EDIT: it occurs to me that an alternate property could be: a positive ternary form will be defined to be fungible if its sporadics are all composite. Or perhaps funicular. I looked it up, the best would be frangible.
EDIT TOOOOO: I thought I might find examples of forms $x^2 + m y^2 + n z^2$ that seem to be fungible, or perhaps funicular, or frangible, despite lacking proof. The first example is $$ x^2 + y^2 + 48 z^2 \neq 21 \cdot 9^k $$ compared with the other form in that genus, $2 x^2 + 2 y^2 + 13 z^2 + 2 y z + 2 z x,$ checked on numbers up to 1,250,000. Very similar, $$ x^2 + 4y^2 + 20 z^2 \neq 77 $$ compared with the other form in that genus, $4 x^2 + 4y^2 + 5 z^2,$ also checked on numbers up to 1,250,000. In this second case it is easy to show that each form of the genus represents 4 times any number represented by the other form, and no numbers $2 \pmod 4$ are represented anyway, so only odd numbers come up. Anyway, 21 and 77 are composite. I have not proved these completely, just checked on computer.

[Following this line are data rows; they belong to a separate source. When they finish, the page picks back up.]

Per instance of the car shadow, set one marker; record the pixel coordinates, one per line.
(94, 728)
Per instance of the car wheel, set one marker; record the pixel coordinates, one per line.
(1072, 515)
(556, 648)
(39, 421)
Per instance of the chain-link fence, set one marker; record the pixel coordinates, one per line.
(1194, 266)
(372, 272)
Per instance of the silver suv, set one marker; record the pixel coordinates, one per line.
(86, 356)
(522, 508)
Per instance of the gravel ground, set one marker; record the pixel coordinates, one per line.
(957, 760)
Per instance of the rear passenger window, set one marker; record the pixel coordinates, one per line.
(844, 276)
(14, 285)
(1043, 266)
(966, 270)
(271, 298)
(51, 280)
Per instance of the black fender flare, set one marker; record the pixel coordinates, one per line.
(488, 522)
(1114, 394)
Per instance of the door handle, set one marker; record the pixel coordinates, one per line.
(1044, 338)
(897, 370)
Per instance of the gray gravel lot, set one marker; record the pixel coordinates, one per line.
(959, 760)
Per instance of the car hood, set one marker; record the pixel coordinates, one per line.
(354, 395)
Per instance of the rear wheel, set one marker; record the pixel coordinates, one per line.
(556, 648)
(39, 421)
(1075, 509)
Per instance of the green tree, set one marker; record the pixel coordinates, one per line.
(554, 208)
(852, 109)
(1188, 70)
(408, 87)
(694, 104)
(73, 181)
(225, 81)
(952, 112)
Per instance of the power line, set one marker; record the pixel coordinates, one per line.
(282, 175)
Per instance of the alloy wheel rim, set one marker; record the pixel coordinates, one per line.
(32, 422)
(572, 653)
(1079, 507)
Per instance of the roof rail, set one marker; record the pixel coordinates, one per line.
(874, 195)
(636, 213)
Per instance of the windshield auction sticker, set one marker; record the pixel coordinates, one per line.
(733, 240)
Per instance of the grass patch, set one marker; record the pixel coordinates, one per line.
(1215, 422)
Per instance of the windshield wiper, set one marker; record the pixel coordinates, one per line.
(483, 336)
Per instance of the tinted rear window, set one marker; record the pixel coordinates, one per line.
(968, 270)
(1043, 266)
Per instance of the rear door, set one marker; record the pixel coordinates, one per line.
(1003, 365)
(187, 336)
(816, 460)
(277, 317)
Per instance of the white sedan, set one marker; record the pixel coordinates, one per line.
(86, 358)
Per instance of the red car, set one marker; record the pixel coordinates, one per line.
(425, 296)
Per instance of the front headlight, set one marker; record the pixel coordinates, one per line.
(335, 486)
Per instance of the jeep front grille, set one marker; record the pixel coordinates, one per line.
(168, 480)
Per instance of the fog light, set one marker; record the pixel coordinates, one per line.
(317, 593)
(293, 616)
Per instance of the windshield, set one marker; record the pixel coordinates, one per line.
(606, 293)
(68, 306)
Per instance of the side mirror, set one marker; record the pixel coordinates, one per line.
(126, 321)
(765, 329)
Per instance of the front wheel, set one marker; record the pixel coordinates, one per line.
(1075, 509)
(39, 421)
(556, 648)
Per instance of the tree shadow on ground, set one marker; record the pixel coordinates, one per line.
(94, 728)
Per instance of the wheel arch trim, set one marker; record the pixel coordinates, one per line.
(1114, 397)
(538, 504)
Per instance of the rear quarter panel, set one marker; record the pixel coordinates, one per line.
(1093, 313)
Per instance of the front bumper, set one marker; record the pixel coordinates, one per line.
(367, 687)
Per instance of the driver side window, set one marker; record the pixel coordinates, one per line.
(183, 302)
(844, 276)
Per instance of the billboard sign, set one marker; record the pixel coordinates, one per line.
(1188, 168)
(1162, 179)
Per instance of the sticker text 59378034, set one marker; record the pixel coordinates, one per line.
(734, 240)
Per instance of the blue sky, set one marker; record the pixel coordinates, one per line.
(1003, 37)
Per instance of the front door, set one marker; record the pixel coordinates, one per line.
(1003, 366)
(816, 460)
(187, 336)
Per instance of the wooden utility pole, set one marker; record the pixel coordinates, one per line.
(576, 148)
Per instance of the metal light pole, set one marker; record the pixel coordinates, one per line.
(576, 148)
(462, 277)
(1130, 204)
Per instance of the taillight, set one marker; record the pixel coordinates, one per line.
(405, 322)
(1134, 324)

EDIT TOOTOOTOO: I got an opinion from Jeremy Rouse. He points out that any positive ternary has two possible causes for having infinitely many numbers missed (compared to its genus), those being high divisibility by anisotropic primes or spinor exceptional classes. These two phenomena affect only finitely many squareclasses. In both cases, we do not increase the set of primes missed, with the result that a positive ternary fails to represent only a finite number of eligible (by congruence conditions) primes. This also explains, to some degree, the reference to Duke and Schulze-Pillot (1990). The final corollary says that any sufficiently large number that is primitively represented by some form in the same spinor genus is represented by the form of interest. There are only a few spinor exceptional squareclasses, so, even in an irregular spinor genus, we can only miss finitely many squarefree numbers, as those other than the spinor exceptional integers are represented by something in the same spinor genus, and primes are squarefree and therefore represented primitively if at all. I think I've caught up now. Note the D_S-P results give no effective bound, so we cannot identify the primes missed without some fortunate accident such as regularity, spinor regularity, regularity with regard to all odd numbers, and so forth.